Fazendo mais sentido do que nunca, lembro de uma frase típica do Edu: “quem se preocupa com o miúdo, esquece do graúdo”. O graúdo é aquilo que não se compra, não se mede e não se precifica. O graúdo é um detalhe de afeto, é aquele instante de carinho, um riso inesperado ao qual às vezes a gente nem dá tanta importância. Coisas singelas, mas verdadeiramente representativas do amar. É o miúdo tornando-se graúdo.

É quando aquela cadeira está vazia, quando aquele armário não mais se abre, quando encontramos aquela escova de dentes já sem utilidade, quando aquele calçado ficou em um canto sem que ninguém tivesse coragem de guardar, quando aquele chato e ansioso balançar de pés embaixo da mesa já não incomoda, quando aquela ligação numa certa hora do dia já não acontece mais, quando sentimos o cheiro, a presença e somos até capazes de ver e ouvir algo que não habita mais a matéria. Uma lista infinita de miudezas muito graúdas capazes de nos afogar em sentimentos de saudades e perguntas.

Olhando para o trivial, com a morte, começamos a entender que a graça da vida está no detalhe, como um pequeno bordado que só fica perfeito se o verso também estiver.  Isso ensina que  também precisamos caprichar nos detalhes da nossa existência, pois quando partirmos, o lado de dentro será o de maior importância. Os momentos vividos com alegria serão os de maior saudade e eles, quase sempre, são os mais simples e bobos. Exigem apenas nossa presença.

Para mim, hoje, a saudade dói mais do que de costume. No entanto, um sentimento de calma me ampara quando olho para o outro lado do bordado. Ali vejo uma costura que, se não foi perfeita, pode ser muito admirada de tão bem-feita. Não poderia ser de outra forma, pois tecida com a intensidade de quem amava a vida que viveu. Impossível não sentir saudade. As lágrimas ainda correm com uma frequência quase diária, tentando me curar e me transformando no aprendizado desse entendimento. E quanto aprendizado a perda de alguém amado deixa. Se há algo capaz de ensinar mais a viver, desconheço.

Compreendo, porém, nesse dia de aguda dor de ausência, que as singelezas da vida, graúdas que são, tornam-se capazes de nos construir e aprimorar como seres humanos — e espirituais — se atentos a elas estivermos. É por meio delas que tecemos nosso elo de conexão entre esses dois mundos.
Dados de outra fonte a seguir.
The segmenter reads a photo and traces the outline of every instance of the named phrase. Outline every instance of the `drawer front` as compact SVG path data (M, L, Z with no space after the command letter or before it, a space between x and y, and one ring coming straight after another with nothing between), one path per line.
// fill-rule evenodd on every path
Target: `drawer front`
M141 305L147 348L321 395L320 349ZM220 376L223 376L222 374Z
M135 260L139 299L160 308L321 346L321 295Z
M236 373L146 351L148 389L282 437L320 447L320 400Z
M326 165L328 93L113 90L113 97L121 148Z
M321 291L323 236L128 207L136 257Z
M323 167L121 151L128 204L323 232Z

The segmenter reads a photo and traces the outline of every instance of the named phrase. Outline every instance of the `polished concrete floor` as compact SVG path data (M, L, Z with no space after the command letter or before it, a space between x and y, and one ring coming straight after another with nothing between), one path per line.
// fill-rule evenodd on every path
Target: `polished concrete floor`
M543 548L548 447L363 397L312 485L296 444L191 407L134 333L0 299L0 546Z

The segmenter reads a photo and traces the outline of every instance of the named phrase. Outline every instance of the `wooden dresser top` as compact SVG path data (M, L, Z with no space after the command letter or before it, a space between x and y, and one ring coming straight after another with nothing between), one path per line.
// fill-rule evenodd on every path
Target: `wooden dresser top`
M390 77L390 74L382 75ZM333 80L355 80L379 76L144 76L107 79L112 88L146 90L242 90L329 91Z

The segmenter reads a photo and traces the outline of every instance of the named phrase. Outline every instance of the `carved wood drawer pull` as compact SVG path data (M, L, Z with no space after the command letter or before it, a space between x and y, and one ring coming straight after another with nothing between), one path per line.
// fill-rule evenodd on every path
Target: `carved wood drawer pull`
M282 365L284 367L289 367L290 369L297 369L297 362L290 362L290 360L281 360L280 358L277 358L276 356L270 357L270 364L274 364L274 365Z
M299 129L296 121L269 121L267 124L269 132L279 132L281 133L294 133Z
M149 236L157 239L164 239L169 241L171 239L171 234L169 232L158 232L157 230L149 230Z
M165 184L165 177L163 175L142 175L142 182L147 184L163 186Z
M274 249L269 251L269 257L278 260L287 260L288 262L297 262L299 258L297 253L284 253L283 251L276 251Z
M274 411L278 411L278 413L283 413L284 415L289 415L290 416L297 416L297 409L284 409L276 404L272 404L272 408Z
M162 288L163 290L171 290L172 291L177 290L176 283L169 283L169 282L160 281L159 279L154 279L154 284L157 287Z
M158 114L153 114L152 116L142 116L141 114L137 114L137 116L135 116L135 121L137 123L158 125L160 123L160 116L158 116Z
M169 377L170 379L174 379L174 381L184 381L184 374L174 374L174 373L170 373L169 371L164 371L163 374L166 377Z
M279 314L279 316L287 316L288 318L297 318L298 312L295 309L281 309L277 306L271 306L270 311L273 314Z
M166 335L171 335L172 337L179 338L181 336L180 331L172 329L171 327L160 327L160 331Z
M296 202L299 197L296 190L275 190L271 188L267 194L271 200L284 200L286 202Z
Seja para manter vivos em nós os que amamos quando partem, seja para eternizar nossa existência quanto chegar a nossa hora de partir.

Sim, amigos. A morte nos rouba o que a vida nos presenteia com a matéria, mas, se atentos estivermos aos lampejos de felicidade em nossa existência, nem tudo se vai com a morte. O graúdo fica. E ele é o cuidado na construção de memórias afetivas e de vínculos de amor, fortalecidos, primordialmente, no despojamento e simplicidade cotidianos. É a costura de indeléveis fios de amor, capazes de nos ligar eternamente aos que amamos, pois, humanos estamos e espirituais sempre seremos.